For drug combination experiments, Control and TECR^KO^ HT-1080^N^ cells were plated in a 384-well plate at a concentration of 1,500 cells per 30 μL per well. The plate was briefly spun at 500 × g in a tabletop centrifuge to force the cells to the bottom of the plate. The following day, the cells were treated with selected drugs either individually or in combination. Specifically, a serial dilution of each drug was prepared in orthogonal directions on a drug dilution plate using SYTOX Green-containing medium. Then, the drug-containing medium was transferred to the plate containing the cells so that each cell line was treated with each combination of drug concentrations along with vehicle controls. The plates were scanned at 24 and 48 h to measure cell death induction and calculate lethal fraction scores. The rows and columns containing only one drug were used to calculate the expected lethal fractions of the drug combination wells. Specifically, the expected lethal fraction of a given drug combination was the sum of the lethal fractions for the wells with each individual drug treatment. If the individual lethal fractions summed to over 1, then the expected lethal fraction was set to 1. The difference between the expected and actual lethal fractions was plotted as a heatmap. Values of 0 indicated additivity (the lethal fraction of the drug combination conditions was equal to the sum of the individual lethal fractions). Values greater than zero indicated synergy (the lethal fraction of the drug combination was greater than that of the individual lethal fractions added together). Values less than zero indicated antagonism (the lethal fraction of the drug combination was less than that of the individual lethal fractions added together).

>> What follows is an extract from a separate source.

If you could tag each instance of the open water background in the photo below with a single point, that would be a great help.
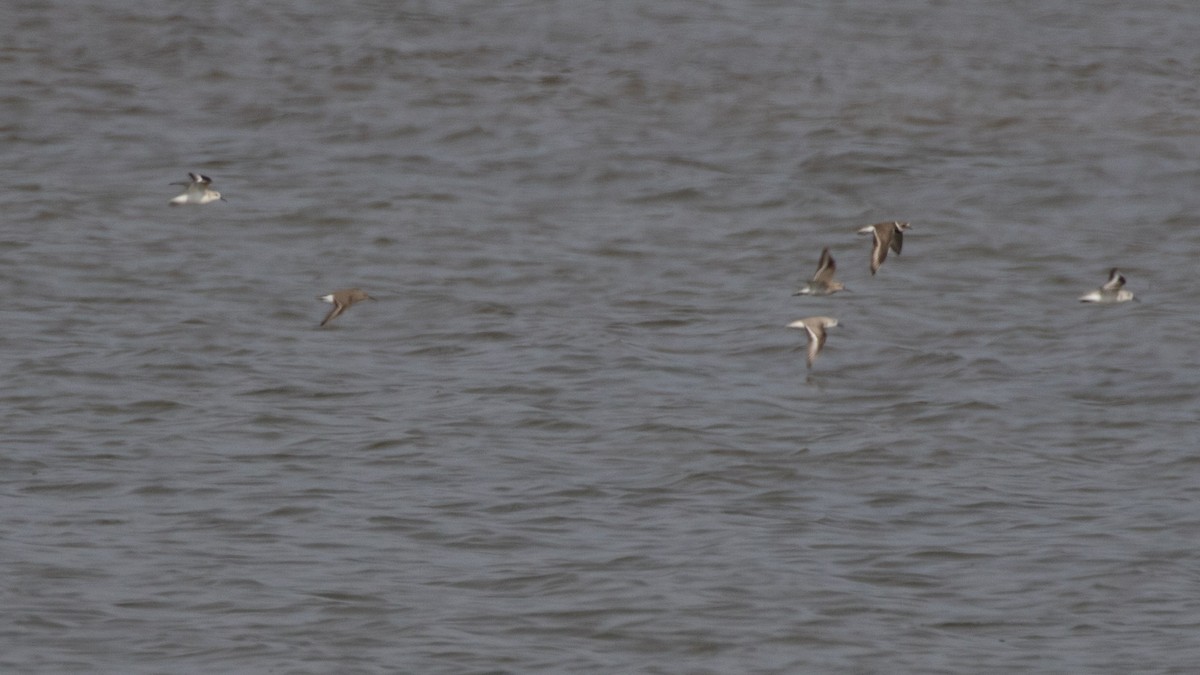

Software, data processing and data display.
Gene dependency data were obtained from the Cancer Dependency Map Project at the Broad Institute (DepMap, 24Q2, https://www.depmap.org/portal, Broad Institute, Cambridge, MA), accessed on October 25, 2024. Cell death, qPCR, and western blot quantification data were analyzed using Microsoft Excel (Version 16.81, Microsoft, Redmond, WA) and visualized using GraphPad Prism 10 (Dotmatics, Boston, MA). IncuCyte data were obtained and exported using the IncuCyte 2022b Rev2 software (Sartorius, Göttingen, Germany). DNA sequences and plasmids were visualized using the Snapgene (Version 7.1.2, GSL Biotech LLC, San Diego, CA). Figures were generated using Adobe Illustrator (Version 28.1, Adobe, San Jose, CA).
Statistical analysis.
A two-way ANOVA was conducted using Graphpad Prism 10 to test for statistically significant differences in xenograft tumor tripling time between genotypes (level 1) and treatment conditions (level 2). Tukey’s multiple comparisons test was used to determine statistical significance between the four conditions. A two-tailed, two-sample unequal variance (heteroscedastic) t-test was used to compare mouse body weights.